A land that, during the 20th Century, typically remained locked in
ice well into early June. A land where a typical April was still more
cold and harshly frozen than the rest of the world in winter.
But,
over recent years, Siberia has been experiencing earlier and earlier
thaws as average temperatures for the region jumped by about .4
degrees Celsius each decade. As the land’s permafrost began to draw
back, it unlocked billions of tons of a peat-like under-layer.

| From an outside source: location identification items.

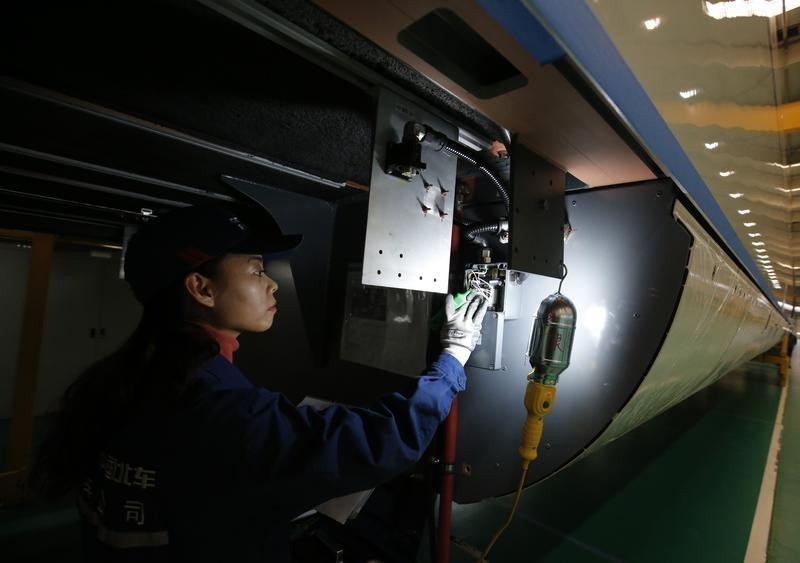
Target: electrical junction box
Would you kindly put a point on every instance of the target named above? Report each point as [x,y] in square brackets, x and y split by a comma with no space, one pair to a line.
[409,223]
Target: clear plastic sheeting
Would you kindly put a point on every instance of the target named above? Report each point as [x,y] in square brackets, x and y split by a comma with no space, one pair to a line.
[722,320]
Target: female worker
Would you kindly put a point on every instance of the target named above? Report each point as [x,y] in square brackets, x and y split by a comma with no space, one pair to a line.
[176,456]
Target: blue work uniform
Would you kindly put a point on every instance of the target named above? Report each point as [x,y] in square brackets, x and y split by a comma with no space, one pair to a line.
[221,477]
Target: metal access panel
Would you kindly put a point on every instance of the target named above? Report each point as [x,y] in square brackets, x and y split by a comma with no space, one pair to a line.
[409,225]
[537,214]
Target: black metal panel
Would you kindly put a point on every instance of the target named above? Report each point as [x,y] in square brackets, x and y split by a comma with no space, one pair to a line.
[537,214]
[180,64]
[627,258]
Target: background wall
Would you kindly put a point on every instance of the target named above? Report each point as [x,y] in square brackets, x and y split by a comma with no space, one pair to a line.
[14,260]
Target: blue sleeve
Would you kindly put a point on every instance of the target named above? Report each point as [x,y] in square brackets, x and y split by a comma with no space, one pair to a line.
[339,450]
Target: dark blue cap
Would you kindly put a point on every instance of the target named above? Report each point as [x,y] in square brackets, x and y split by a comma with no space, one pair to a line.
[167,248]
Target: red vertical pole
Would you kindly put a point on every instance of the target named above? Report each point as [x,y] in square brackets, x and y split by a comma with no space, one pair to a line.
[446,493]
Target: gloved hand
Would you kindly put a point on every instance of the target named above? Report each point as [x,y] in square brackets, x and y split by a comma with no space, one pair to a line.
[463,326]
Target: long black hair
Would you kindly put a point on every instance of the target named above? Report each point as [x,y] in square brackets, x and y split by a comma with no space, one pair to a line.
[149,371]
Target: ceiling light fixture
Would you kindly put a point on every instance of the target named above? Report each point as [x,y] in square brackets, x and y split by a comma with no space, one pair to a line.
[748,8]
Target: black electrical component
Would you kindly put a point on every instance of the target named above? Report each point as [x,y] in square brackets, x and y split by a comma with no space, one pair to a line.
[404,159]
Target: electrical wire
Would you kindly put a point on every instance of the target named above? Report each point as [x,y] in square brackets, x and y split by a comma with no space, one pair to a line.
[502,528]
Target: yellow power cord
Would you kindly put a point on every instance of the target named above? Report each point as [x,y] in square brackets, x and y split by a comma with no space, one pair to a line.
[539,400]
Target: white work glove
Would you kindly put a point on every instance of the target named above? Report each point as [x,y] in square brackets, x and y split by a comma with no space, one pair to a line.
[462,328]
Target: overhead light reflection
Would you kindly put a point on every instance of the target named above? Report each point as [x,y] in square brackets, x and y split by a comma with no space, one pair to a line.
[784,166]
[595,320]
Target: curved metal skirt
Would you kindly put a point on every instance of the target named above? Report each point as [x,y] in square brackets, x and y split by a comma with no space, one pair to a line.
[662,312]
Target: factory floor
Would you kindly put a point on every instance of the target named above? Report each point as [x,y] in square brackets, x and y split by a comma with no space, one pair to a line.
[683,487]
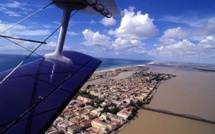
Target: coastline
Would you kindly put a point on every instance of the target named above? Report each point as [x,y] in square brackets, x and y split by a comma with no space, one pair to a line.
[190,92]
[182,94]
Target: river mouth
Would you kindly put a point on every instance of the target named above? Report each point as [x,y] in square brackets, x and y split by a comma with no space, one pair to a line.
[190,92]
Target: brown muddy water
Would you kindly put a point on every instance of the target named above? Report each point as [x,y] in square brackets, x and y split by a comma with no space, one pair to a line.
[190,92]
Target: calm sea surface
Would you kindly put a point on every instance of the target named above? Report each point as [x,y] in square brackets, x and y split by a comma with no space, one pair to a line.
[10,61]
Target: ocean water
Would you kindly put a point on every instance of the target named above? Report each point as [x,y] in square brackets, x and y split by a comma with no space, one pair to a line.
[11,61]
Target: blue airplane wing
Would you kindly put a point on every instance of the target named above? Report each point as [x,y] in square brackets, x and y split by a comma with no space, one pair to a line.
[35,94]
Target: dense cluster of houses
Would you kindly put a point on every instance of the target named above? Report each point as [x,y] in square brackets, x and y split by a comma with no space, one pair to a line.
[105,107]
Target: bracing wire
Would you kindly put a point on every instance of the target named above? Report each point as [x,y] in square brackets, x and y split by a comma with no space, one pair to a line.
[9,38]
[27,17]
[23,47]
[35,104]
[6,77]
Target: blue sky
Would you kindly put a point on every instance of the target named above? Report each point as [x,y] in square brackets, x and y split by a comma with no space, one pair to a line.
[166,30]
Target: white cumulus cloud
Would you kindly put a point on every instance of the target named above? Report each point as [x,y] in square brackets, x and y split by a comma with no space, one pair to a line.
[121,43]
[108,21]
[135,26]
[95,38]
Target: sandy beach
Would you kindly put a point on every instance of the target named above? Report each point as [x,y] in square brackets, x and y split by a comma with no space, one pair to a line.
[190,92]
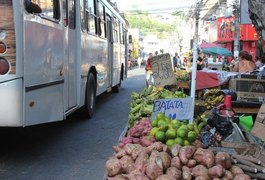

Organic material sequestered over hundreds of thousands of years of
freezing conditions.
In
moist areas, this carbon-rich layer produced methane gas as it
thawed. In dry areas, its moisture steadily leeched out, creating a
zone of highly combustible material beneath Siberia’s grasslands
and forests.
By
the mid-2000s enough of these flammable zones had been liberated to
result in an increasingly severe fire hazard for much of Russian
Siberia. At that time, a series of rather dangerous and intense fire
seasons began to set up from late May to early June. Seasons
that raged throughout summer and, in some years, produced clouds of
smoke that blanketed large sections of the Northern Hemisphere.
2014
Fire Season Starts Far Too Soon
This
year, the situation is markedly worse. A persistent high amplitude
ridge in the Jet Stream has funneled heat up from China and Central
Asia on into Siberia all throughout late winter and into early
spring. The result was summer-like temperatures for a large section
of Siberia during late March and into early April. This abnormal
warmth set off an early thaw for large sections of Siberia and with
that thaw has come an intense, far too soon, ignition to fire season.
To
the west, Russia may well be embroiled by the conflict in the
Ukraine. But the real battle is likely to be with heat and fire. And
it is a battle already joined a month and a half earlier than
expected. For by April 1, more than 2,000 hectares had erupted into
wildfires. By April 9, more than 61 fires and 18,300 hectares were
involved before firefighters contained them.
The
blazes by April 15 had re-emerged in more violent form on the outer
edges of Siberia — in the southern Yakutia region of Russia and in
the Amur region, which experienced both epic floods and fires last
year. The massive burn scars in these zones and huge plumes of smoke
are now plainly visible in MODIS satellite imagery above.
These
various fires are now quite extensive, a single region featuring burn
zones that likely cover an area more widespread than all the fires of
a week before. The blackened scar of the largest fire here appears to
blanket a zone of about 55 square miles, a region the size of a large
city, or a single fire that alone burned through another 14,000
hectares. Visible estimates of the size of fires in the region
depicted above are around 20,000 hectares, enough to more than double
the area burned last week, bringing the incomplete total to around
38,000 hectares.
Russian
reports, so far, haven’t confirmed the extent of these blazes, but
when combined with totals from last week’s outbreak, they appear to
be about twice as widespread as fires during the early and epic
season of 2012 which, by April 15 had seen about 19,000 hectares
burn.
As
of early April, the blazes were enough to have drawn the emergency
response of a small army of fire fighters. And by April 9, about 500
firefighters, scores of vehicles and multiple aircraft were engaged.
But this early firefighting force is likely to seem small compared to
the numbers that will be needed to combat infernos as the already
anomalously warm and dry season continues to progress.